Some high-profile projects have already been abandoned with permissive licences. Elastic shifted from Apache 2.0 to a more restrictive licence in 2021, citing cloud providers that re-hosted its software as competing services. The company framed the change as a defence of sustainability, though it sparked debate about whether such measures still qualified as “open”.
Others, like Timescale and Confluent, have adopted “source-available” models that allow transparency without giving competitors a free pass to monetise their work.
Rohit Vyas, director of solutions engineering and customer success for South Asia at Confluent, told AIM, “From a licensing perspective, I would say that Confluent has always maintained a separation between open source and proprietary [license].”
He explained, “If you [talk about] the proprietary services of Confluent, then the licensing regime is built to ensure that we provide the right mix of the software, which is rightly traceable, at the right price point and geographically, globally available, consistent.”
Vyas added that open-source projects already have governance mechanisms that determine who can contribute to and manage the software and its main code branches.
“If somebody has to do something with an open source project under the hood [using] Gen AI, then it is left to them. The law catches up with them sooner or later,” he said.
Placed against this backdrop, Bear CMS’s decision appears less like an isolated shift and more like part of an industry-wide recalibration. The idea that “open” automatically means permissive licensing is losing ground to a more defensive, sustainability-minded approach.
Restrictive Licences and the Future of Openness
The debate around restrictive licences is not new, but the AI factor has sharpened its urgency. Martinus sees the logic in the approach. “If it’s referring to a cohesive system that is the foundation of a company (and your livelihood), then it absolutely protects sustainability,” he said.
Yet he acknowledged trade-offs. His original motivation for releasing Bear’s code under MIT was transparency rather than adoption.
“The main reason I wanted to make the source available was to make my statements about privacy and security auditable,” he explained. That openness, however, became an unintended invitation for competition. “If I knew when I was starting what I know now, I would have made it source-available from the beginning,” he said.

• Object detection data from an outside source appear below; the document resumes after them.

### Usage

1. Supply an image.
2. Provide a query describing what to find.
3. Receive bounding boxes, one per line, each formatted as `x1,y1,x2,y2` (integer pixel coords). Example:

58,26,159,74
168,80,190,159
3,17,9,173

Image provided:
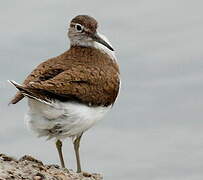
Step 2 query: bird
10,15,120,173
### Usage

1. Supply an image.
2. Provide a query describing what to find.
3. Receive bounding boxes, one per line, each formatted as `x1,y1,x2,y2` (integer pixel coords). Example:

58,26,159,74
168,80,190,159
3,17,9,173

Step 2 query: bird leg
73,134,82,173
56,139,65,168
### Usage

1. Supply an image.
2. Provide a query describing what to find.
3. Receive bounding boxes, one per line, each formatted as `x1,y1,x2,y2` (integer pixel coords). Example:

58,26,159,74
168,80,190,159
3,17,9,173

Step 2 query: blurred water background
0,0,203,180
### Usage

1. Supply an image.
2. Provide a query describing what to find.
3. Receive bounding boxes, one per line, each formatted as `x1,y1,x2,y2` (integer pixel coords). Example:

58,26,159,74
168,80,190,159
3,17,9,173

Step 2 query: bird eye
75,24,84,32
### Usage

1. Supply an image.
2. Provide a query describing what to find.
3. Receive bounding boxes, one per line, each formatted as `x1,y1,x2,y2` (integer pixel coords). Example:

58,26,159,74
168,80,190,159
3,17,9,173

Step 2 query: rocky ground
0,154,103,180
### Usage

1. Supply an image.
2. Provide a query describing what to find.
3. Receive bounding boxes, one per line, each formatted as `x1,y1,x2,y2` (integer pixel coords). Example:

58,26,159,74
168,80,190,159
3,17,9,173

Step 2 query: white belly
25,98,111,139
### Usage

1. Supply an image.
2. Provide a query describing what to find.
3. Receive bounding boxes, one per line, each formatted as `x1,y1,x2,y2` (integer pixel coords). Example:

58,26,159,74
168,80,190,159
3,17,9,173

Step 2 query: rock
0,154,103,180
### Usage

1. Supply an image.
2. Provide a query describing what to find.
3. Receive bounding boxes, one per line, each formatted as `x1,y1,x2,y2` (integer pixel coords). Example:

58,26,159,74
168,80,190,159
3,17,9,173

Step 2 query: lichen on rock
0,154,103,180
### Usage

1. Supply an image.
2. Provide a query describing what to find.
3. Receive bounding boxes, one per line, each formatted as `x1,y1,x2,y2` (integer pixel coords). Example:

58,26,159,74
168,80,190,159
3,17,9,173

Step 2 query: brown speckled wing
9,47,119,106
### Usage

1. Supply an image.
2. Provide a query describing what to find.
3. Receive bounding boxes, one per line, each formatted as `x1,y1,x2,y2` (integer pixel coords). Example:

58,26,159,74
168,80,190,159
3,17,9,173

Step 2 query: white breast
25,99,111,139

Martinus noted that community backlash has been minimal, acknowledging that a small percentage—about 5 percent—of Hacker News users are likely to be upset by any issue. He dismissed the criticism, expressing the view that the decision will ultimately benefit the Bear project and will not significantly impact the open-source community.
Towards a Post-Open Source Era?
The bigger question is whether open source itself needs to evolve. Martinus was sceptical about the need for AI-era licences.

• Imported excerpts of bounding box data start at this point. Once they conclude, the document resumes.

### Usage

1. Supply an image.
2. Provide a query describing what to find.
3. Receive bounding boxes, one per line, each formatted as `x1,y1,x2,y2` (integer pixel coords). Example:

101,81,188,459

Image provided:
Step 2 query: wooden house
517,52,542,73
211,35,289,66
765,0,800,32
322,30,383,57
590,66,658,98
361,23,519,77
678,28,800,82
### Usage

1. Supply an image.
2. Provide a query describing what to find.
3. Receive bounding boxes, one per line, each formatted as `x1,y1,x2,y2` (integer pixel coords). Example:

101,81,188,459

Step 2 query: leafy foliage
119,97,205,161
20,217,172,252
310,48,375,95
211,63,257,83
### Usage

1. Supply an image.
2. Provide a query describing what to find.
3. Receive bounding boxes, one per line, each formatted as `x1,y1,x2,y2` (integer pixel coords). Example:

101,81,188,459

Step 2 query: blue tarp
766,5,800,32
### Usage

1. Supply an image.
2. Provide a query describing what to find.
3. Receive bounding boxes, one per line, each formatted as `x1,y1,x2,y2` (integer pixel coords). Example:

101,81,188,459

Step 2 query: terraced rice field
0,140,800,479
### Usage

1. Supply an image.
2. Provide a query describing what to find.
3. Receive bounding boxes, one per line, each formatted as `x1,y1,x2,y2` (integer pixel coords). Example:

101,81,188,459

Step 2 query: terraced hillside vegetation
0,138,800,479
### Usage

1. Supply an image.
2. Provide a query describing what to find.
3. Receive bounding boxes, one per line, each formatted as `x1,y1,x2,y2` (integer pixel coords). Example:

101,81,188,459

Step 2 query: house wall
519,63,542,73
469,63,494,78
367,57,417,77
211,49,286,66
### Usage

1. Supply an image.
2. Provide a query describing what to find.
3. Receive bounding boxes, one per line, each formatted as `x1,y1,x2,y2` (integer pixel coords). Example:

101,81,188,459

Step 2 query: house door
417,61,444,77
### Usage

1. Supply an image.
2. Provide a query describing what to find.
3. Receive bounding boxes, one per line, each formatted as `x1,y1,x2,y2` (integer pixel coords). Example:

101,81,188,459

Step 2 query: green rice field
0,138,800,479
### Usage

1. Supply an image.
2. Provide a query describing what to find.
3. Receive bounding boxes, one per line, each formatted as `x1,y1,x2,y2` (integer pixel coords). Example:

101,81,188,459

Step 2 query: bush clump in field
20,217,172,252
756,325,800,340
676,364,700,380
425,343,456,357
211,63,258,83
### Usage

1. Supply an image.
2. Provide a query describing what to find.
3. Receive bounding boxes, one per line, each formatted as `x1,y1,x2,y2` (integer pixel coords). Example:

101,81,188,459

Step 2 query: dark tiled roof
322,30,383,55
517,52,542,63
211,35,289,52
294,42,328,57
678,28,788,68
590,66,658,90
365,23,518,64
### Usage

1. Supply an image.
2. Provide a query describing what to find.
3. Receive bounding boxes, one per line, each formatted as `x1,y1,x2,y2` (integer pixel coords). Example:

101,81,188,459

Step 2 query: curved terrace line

“We already know that AI companies do not respect licenses,” he said, pointing to controversies over dataset usage by Anthropic and Meta. “If you don’t want your code ingested, and want cloning of your software difficult, don’t release the code publicly.”
In his view, open source was facing strain long before AI. “Since the internet gained more commercial interest, there has been a tug-of-war between open-source development and commercial exploitation,” he said. AI, then, is only accelerating existing tensions.

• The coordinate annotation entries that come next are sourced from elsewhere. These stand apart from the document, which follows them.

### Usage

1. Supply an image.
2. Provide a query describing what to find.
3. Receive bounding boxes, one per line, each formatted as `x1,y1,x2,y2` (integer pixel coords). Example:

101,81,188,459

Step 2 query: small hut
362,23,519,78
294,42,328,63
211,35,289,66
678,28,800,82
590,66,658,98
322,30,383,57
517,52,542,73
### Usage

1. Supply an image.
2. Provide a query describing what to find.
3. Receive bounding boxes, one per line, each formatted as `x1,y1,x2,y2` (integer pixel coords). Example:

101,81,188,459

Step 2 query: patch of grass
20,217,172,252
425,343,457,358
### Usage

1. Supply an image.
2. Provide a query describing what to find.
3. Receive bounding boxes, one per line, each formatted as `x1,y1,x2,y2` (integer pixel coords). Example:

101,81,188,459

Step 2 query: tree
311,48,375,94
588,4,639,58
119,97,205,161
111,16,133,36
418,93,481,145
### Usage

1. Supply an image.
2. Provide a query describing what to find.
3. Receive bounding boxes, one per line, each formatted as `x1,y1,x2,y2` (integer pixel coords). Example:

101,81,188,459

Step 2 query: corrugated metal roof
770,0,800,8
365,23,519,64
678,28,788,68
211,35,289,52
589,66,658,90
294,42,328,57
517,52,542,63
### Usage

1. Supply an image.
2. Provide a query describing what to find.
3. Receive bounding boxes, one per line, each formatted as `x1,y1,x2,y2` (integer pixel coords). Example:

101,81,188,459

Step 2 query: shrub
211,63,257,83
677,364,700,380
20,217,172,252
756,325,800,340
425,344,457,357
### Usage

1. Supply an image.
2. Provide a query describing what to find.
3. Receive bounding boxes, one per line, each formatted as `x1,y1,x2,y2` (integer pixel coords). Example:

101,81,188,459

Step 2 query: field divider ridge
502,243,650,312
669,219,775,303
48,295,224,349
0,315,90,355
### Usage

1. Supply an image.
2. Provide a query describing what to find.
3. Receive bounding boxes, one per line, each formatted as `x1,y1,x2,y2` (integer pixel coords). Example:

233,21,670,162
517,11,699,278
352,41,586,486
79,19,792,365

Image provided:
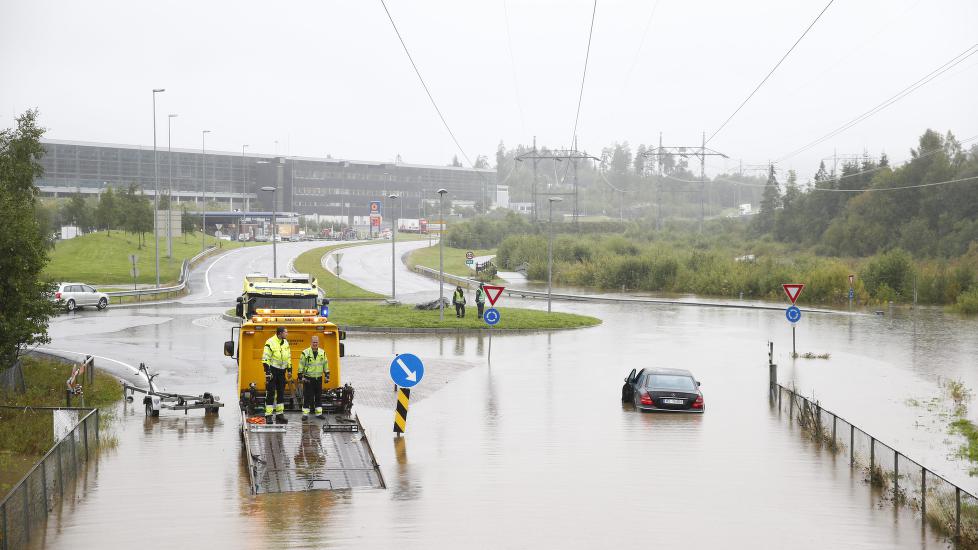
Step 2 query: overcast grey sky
0,0,978,180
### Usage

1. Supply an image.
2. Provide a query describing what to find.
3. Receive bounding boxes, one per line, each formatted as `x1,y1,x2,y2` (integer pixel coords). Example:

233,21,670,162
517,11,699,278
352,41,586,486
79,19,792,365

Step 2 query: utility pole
516,146,601,224
645,136,730,233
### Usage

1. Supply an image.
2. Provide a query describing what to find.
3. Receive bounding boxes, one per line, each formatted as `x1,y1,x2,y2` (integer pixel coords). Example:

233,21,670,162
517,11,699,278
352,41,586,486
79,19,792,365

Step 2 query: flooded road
30,244,978,549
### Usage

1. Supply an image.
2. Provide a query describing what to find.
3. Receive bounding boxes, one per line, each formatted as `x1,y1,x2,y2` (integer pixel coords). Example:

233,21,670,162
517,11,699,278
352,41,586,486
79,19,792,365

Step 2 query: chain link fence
771,382,978,548
0,406,99,550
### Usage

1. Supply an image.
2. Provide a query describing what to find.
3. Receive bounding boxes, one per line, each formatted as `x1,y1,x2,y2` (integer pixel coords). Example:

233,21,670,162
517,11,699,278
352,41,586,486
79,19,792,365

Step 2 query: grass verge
42,231,268,286
292,241,383,298
0,357,122,497
407,244,499,281
329,302,601,330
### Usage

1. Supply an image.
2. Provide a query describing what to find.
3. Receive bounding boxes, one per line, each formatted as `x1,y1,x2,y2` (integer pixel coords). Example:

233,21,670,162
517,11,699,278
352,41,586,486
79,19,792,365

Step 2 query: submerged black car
621,369,706,413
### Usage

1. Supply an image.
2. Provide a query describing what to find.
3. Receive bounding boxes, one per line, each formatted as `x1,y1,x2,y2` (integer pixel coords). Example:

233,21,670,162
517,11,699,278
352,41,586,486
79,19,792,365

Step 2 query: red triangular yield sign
781,284,805,304
482,285,506,306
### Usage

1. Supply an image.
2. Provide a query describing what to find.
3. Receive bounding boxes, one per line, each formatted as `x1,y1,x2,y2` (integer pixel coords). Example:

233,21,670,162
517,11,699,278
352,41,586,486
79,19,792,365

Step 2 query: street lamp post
239,145,251,213
200,130,211,252
261,185,278,277
438,189,448,321
166,113,177,260
547,197,562,313
387,194,398,302
153,88,166,288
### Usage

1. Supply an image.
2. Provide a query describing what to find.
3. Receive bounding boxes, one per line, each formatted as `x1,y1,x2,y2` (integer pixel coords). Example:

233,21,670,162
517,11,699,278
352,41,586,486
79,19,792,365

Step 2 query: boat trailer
122,363,224,417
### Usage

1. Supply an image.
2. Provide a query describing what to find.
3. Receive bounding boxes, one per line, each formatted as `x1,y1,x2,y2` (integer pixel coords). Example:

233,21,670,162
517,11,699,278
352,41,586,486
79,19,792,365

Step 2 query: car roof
645,368,696,378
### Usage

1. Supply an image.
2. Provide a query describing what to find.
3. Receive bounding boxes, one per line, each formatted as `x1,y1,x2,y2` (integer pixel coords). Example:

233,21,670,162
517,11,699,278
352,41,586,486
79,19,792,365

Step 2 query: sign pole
791,323,798,357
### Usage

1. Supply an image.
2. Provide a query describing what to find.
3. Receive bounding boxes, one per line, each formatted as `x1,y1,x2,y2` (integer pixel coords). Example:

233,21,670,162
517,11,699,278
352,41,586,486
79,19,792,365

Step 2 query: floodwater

And what of the future? Martinus remains uncertain. “If OpenAI is to be believed, all code will be written by AI in the future, and we won’t even need open-source software to build with. I remain sceptical, but I can’t predict the ever-more-uncertain future.”
As developers confront the new reality of AI-enabled cloning, the era of default permissive licensing may be giving way to more defensive strategies. Whether this protects innovation or fragments the ecosystem remains unresolved. But what is clear is that the GenAI era is forcing developers to rethink what openness really means.